The president does not seem to grasp the most basic aspects of the public-health crisis.
But what if Trump isn’t lying? Americans ought to consider an alternative explanation for the president’s many untruths: He does not grasp the most basic aspects of the public-health crisis.
Similarly, why did Trump declare that the virus would disappear when its spread was imminent? Why did he say we’re close to a vaccine when Americans are unlikely to get one before Election Day? Why did he suggest that injecting a disinfectant into the body might cure COVID-19? I used to worry that Trump’s serial mendacity might harm the nation. Now I worry even more that he isn’t lying, but rather lacks the capacity to see errors in the most obvious falsehoods. He appears to be so impulsive and attuned to the time horizon of an individual tweet, television appearance, or news cycle that he cannot strategize over a longer period.
Some Americans are willing to forgive lies from the president, but even they shouldn’t shrug off the possibility that Trump simply doesn’t understand the pandemic clearly enough to respond to it effectively.
“She tested positive out of the blue,” Trump said when a press secretary for the vice president tested positive for COVID-19. “This is why the whole concept of tests aren’t necessarily great. The tests are perfect, but something can happen between a test––where it’s good, and then something happens, and all of a sudden––she was tested very recently and tested negative. And then today, I guess, for some reason, she tested positive.”

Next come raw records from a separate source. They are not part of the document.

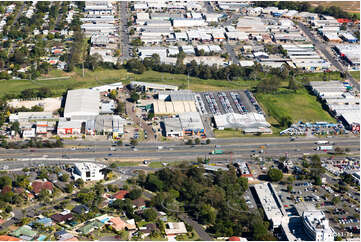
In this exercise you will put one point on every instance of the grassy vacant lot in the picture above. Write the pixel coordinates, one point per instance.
(104, 76)
(356, 75)
(301, 106)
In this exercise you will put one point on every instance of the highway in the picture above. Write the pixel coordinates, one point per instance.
(235, 148)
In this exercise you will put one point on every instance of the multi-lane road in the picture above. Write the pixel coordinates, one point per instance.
(235, 148)
(324, 49)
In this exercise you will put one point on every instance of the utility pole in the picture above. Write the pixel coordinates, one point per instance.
(188, 80)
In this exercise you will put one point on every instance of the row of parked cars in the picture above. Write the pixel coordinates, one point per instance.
(225, 102)
(213, 106)
(347, 220)
(237, 101)
(201, 105)
(254, 102)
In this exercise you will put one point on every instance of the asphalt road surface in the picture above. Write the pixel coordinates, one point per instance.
(328, 55)
(233, 148)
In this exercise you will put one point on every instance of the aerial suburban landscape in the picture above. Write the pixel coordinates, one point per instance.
(179, 120)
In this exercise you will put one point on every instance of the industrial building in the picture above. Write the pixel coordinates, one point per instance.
(316, 226)
(109, 87)
(340, 102)
(186, 124)
(271, 203)
(153, 87)
(82, 104)
(69, 127)
(173, 107)
(88, 171)
(249, 122)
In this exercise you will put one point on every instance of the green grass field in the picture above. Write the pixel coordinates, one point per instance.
(356, 75)
(301, 106)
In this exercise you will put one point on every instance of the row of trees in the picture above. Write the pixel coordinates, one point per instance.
(334, 11)
(215, 200)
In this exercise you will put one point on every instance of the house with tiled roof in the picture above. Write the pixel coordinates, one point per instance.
(25, 232)
(139, 203)
(39, 186)
(8, 238)
(62, 218)
(120, 195)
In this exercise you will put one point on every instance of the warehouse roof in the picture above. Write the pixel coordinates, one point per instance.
(161, 107)
(235, 120)
(82, 102)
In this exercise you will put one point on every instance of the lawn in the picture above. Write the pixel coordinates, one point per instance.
(356, 75)
(301, 106)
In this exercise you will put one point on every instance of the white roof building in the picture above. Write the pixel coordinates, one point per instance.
(88, 171)
(273, 209)
(317, 226)
(245, 121)
(81, 103)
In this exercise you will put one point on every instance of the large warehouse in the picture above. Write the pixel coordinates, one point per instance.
(82, 104)
(189, 123)
(176, 107)
(248, 122)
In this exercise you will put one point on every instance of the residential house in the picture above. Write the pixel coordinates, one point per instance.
(175, 228)
(25, 232)
(90, 227)
(39, 186)
(120, 195)
(8, 238)
(139, 203)
(62, 217)
(147, 230)
(80, 209)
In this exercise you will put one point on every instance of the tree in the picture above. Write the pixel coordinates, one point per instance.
(64, 177)
(335, 200)
(197, 141)
(289, 188)
(274, 174)
(135, 194)
(134, 96)
(149, 214)
(291, 179)
(292, 84)
(133, 142)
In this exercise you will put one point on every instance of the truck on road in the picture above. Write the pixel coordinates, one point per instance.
(325, 147)
(322, 142)
(217, 152)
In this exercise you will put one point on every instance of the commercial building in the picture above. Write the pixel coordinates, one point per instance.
(173, 107)
(30, 116)
(82, 104)
(270, 203)
(186, 124)
(248, 122)
(72, 127)
(153, 86)
(109, 87)
(316, 226)
(88, 171)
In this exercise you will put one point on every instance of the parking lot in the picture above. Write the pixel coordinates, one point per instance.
(216, 103)
(344, 216)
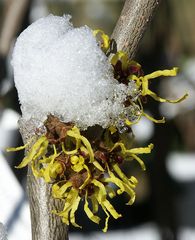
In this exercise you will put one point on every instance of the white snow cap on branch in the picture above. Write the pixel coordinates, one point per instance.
(61, 70)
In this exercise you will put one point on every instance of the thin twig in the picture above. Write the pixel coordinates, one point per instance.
(134, 18)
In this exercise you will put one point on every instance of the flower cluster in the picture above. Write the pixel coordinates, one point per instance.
(84, 166)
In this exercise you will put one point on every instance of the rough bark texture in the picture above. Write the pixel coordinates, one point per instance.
(44, 224)
(128, 32)
(134, 18)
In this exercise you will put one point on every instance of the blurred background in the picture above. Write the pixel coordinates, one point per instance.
(164, 208)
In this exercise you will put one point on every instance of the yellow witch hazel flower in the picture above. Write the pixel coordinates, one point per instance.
(81, 169)
(66, 159)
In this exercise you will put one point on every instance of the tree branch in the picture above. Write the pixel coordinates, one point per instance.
(130, 27)
(45, 225)
(134, 18)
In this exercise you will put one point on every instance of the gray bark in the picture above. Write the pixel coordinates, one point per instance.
(44, 224)
(129, 29)
(132, 23)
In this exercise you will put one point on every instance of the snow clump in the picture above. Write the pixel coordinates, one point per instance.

Trump’s reputation for lying is well deserved. But many of the most glaring untruths that he has uttered during this crisis could be explained by ignorance and lack of foresight as easily as mendacity.
At 73, Trump is unlikely to stop his decades-long habit of lying. But assuming that all of his pandemic untruths are lies may obscure the degree to which he’s out of his depth. Is he fit to preside over the high-stakes effort to secure and roll out a vaccine? The many failures of understanding implied by his statements suggest that he is not.